FIG. 1 is a sectional view of a microwave integrated circuit according to an embodiment of the present invention, FIG. 2 is an external view of a microwave integrated circuit according to an embodiment of the present invention, and FIG. 3 is a system diagram of an embodiment of the present invention. FIG. 4 is a block diagram showing another system of the embodiment of the present invention, FIG. 5 is a diagram showing an embodiment of the antenna element system of the present invention, and FIG. A diagram showing an example of the configuration of an antenna converter using an integrated circuit, FIG. 7 is a cross-sectional view of an embodiment of the converter using the microwave integrated circuit of the present invention, and FIG. 8 is a configuration example of a conventional antenna converter. FIG. 9 is a sectional view of a conventional converter. DESCRIPTION OF SYMBOLS 1...Antenna element, 2...Amplification circuit, 3...Terminal, 4...Airtight container, 5...
... Radiation opening, 6 ... Metal film or metal by metallization, etc., 7, 8 ... Bonding wire, 9 ... Substrate, 11°31. ...

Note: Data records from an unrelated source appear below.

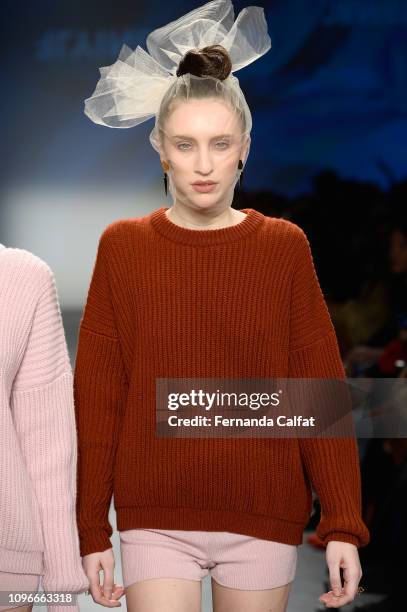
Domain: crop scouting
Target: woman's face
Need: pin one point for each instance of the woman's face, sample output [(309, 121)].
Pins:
[(203, 142)]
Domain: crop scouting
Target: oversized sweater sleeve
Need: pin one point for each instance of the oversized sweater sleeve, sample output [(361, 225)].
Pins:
[(100, 391), (43, 414), (332, 464)]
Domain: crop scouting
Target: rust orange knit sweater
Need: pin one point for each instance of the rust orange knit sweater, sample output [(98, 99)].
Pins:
[(241, 301)]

...Parabola reflector, 12,33...Converter, 21...Microwave integrated circuit, 22.35
...Printed circuit board, 23.34...Housing, 24...Signal connector, 32...
...-Next radiator, 36...Microstrip line circuit, 37...Discrete circuit, 3
8...Transducer. Agent Patent Attorney Uchihara Sound Evening Session (a) (b)
(c) (d) (e) Figure 8 Chew diagram

Claims (6)

[Claims] (1) A microwave integrated circuit characterized by having an antenna element and an amplifier circuit. (2) A microwave integrated circuit having an antenna element and an amplifier circuit in the same sealed container, and transmitting and receiving signals through a terminal provided through a wall of the sealed container. (3) The microwave integrated circuit according to claim 1, which uses a spiral antenna element as the antenna element. (4) The microwave integrated circuit according to claim 1, which uses a cross dipole element as an antenna element. (5) The microwave integrated circuit according to claim 1, which uses a 1/4 wavelength open-ended line element as the antenna element. (6) The microwave integrated circuit according to claim 1, which uses a patch element as an antenna element.